Avec Monstre : L’Histoire d’Ed Gein, Ryan Murphy transforme le fait divers en miroir de nos terreurs collectives. Magnifique et éprouvant, un récit où la question du pardon plane comme une ombre.

Il fallait bien oser s’y aventurer ! Ryan Murphy, déjà à l’origine des deux premières saisons de cette série d’anthologie Monstres où il s’était intéressé à Jeffrey Dahmer puis aux frères Menendez, poursuit son exploration du mal ordinaire avec L’Histoire d’Ed Gein. Inspirés du tueur réel qui hanta l’Amérique rurale des années 1950, les 8 épisodes s’attaquent à l’un des visages les plus dérangeants du crime. Celui qui inspira Psychose de Hitchcock, Massacre à la tronçonneuse ou encore Le silence des agneaux, revient ici dans un récit qui n’a rien du simple divertissement. Un avertissement s’impose car certaines scènes sont d’une violence psychologique et visuelle éprouvante, et la série s’adresse clairement à un public averti.

Mais là où Murphy surprend, c’est qu’il s’éloigne du sensationnalisme pour creuser les profondeurs de la psyché humaine. Loin d’une fascination morbide, la série cherche à comprendre comment un être isolé, malmené par une éducation puritaine et une mère tyrannique, a pu sombrer dans la schizophrénie. Ed Gein alias « le boucher de Plainfield » n’est pas seulement un monstre. Il est le produit d’un enfermement moral, d’une culpabilité religieuse dévoyée, d’un amour maternel étouffant. Le récit se déroule comme une dissection de l’esprit, entre culpabilité, pulsion et solitude. La mise en scène, d’une précision glaciale, évite le piège du gore gratuit. Murphy filme les paysages enneigés du Wisconsin comme une métaphore du vide intérieur de son personnage. Les maisons, les objets, la poussière deviennent autant de symboles d’une mémoire saturée de peur et de honte. Le rythme, lent et hypnotique, installe une tension constante entre le réel et la démence, jusqu’à faire du spectateur un témoin impuissant de la désagrégation d’un homme.
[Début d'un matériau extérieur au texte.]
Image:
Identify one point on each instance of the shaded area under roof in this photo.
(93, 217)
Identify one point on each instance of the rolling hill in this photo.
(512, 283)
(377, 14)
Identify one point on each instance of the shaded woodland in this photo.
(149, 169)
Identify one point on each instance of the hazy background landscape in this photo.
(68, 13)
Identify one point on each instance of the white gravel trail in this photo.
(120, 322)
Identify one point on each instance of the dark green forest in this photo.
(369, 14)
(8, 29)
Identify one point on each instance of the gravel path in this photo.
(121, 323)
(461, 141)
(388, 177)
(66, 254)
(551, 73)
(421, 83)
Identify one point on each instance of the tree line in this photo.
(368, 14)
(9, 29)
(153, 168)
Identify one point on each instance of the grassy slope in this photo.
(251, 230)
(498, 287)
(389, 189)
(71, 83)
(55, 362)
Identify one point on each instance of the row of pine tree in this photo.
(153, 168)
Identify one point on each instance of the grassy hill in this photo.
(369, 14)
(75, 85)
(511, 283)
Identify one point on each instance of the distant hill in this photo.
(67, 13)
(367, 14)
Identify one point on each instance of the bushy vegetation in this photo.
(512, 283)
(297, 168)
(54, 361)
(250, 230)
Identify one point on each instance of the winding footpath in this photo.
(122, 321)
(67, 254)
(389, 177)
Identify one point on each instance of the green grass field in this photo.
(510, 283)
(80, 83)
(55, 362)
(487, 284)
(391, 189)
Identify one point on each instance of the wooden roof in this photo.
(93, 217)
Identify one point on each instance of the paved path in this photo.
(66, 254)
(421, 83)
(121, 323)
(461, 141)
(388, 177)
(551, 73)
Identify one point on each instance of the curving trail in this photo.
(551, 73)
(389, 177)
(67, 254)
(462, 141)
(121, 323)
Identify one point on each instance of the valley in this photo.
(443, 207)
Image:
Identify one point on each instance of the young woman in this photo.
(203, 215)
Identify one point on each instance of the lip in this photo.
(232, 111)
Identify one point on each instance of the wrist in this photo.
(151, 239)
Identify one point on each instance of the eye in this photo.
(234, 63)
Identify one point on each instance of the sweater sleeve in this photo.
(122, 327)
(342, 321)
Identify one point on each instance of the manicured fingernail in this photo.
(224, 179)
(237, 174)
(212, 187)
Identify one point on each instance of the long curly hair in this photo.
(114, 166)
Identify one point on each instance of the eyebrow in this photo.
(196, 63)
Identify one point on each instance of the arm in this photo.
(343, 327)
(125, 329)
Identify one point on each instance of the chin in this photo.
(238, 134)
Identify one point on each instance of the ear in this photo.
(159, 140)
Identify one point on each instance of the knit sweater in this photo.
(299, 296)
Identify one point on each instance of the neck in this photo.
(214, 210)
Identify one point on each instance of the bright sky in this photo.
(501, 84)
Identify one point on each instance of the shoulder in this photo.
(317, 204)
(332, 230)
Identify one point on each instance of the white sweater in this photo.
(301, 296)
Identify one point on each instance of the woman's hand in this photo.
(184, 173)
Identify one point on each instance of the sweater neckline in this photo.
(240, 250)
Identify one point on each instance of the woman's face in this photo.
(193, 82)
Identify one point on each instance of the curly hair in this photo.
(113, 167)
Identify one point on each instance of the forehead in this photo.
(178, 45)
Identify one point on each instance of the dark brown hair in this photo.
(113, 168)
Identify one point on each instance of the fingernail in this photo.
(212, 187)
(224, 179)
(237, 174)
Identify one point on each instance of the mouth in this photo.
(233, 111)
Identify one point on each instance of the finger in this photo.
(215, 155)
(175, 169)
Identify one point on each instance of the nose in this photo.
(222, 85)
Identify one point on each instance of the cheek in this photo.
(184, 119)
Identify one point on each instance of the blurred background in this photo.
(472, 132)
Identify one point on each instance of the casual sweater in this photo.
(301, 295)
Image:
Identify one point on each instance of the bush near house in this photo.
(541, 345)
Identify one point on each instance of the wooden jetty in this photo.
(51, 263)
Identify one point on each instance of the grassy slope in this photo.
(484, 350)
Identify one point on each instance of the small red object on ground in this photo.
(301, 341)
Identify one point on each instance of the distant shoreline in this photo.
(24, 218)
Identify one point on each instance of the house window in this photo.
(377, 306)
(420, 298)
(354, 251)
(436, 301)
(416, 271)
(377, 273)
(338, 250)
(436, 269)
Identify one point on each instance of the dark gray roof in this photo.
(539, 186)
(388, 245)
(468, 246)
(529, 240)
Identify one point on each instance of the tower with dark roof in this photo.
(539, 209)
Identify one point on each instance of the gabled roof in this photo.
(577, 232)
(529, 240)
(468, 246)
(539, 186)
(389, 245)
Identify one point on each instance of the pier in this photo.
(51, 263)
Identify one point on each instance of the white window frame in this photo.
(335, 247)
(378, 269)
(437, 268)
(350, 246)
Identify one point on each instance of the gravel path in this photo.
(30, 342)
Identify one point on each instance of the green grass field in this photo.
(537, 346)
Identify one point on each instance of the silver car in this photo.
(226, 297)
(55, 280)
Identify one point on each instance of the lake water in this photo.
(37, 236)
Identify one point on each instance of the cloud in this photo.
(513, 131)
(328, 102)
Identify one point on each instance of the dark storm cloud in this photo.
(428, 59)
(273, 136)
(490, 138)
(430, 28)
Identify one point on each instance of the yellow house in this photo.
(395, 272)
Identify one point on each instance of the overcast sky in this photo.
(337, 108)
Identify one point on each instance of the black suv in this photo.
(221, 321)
Le choix de ne pas juger trop vite, de ne pas expliquer entièrement, confère au récit une densité morale troublante. La série ne cherche pas à excuser Gein, mais à interroger ce que l’Amérique des années 1950 a pu engendrer indirectement de refoulé. On songe à ces sermons dominicaux qui parlent de salut en ignorant la souffrance réelle des âmes. Murphy, derrière le choc, signe une méditation sur la culpabilité religieuse, sur les dérives d’une foi privée de miséricorde. L’interprétation contribue à cette complexité. Le comédien principal, un saisissant Charlie Hunnam (Hooligans, The lost city of Z, Le Roi Arthur : La Légende d’Excalibur, The Gentlemen…) compose un Ed Gein presque enfantin, terrorisé par la voix de sa mère autant que par le monde extérieur. Face à lui, la figure maternelle, incarnée par Laurie Metcalf (Toy Story, Lady Bird, Roseanne, The Big Bang Theory) domine tout le récit, à la fois gardienne et geôlière, prophétesse du mal et incarnation du désespoir.

Leurs scènes à deux sont d’une intensité suffocante, où le langage religieux devient arme, et la tendresse, poison. Contrairement à Jeffrey Dahmer ou aux frères Menendez, Ed Gein n’est pas tant connu pour les assassinats qu’il a commis mais pour la violation d’une quinzaine de sépultures et pour ses crimes nécrophiles (preuve, s’il en faut, que la série n’a définitivement pas peur du sordide). Sur le plan moral, cette saison dépasse le fait divers. Elle interroge la création d’un monstre. La folie, la solitude, ou l’absence d’amour véritable… qu’est-ce qui en est à l’origine ? Et surtout, comment continuer à regarder l’humain dans ce qui n’en a plus l’apparence ? Si cette série fonctionnera pour les amateurs de frissons, elle est davantage une plongée dans les ténèbres de la conscience. Elle dérange parce qu’elle montre ce que chacun voudrait ignorer. Le mal n’est pas toujours spectaculaire, il peut naître dans la banalité d’une chambre close, dans le silence d’un cœur qui ne sait plus aimer.

Monstre : L’Histoire d’Ed Gein est certainement une expérience. Une descente dans les ténèbres où chacun, croyant ou non, est confronté à la question du mal et de la compassion. À voir avec précaution, mais aussi avec le courage de regarder en face ce que le mot “monstre” peut dire de nos sociétés, de notre monde.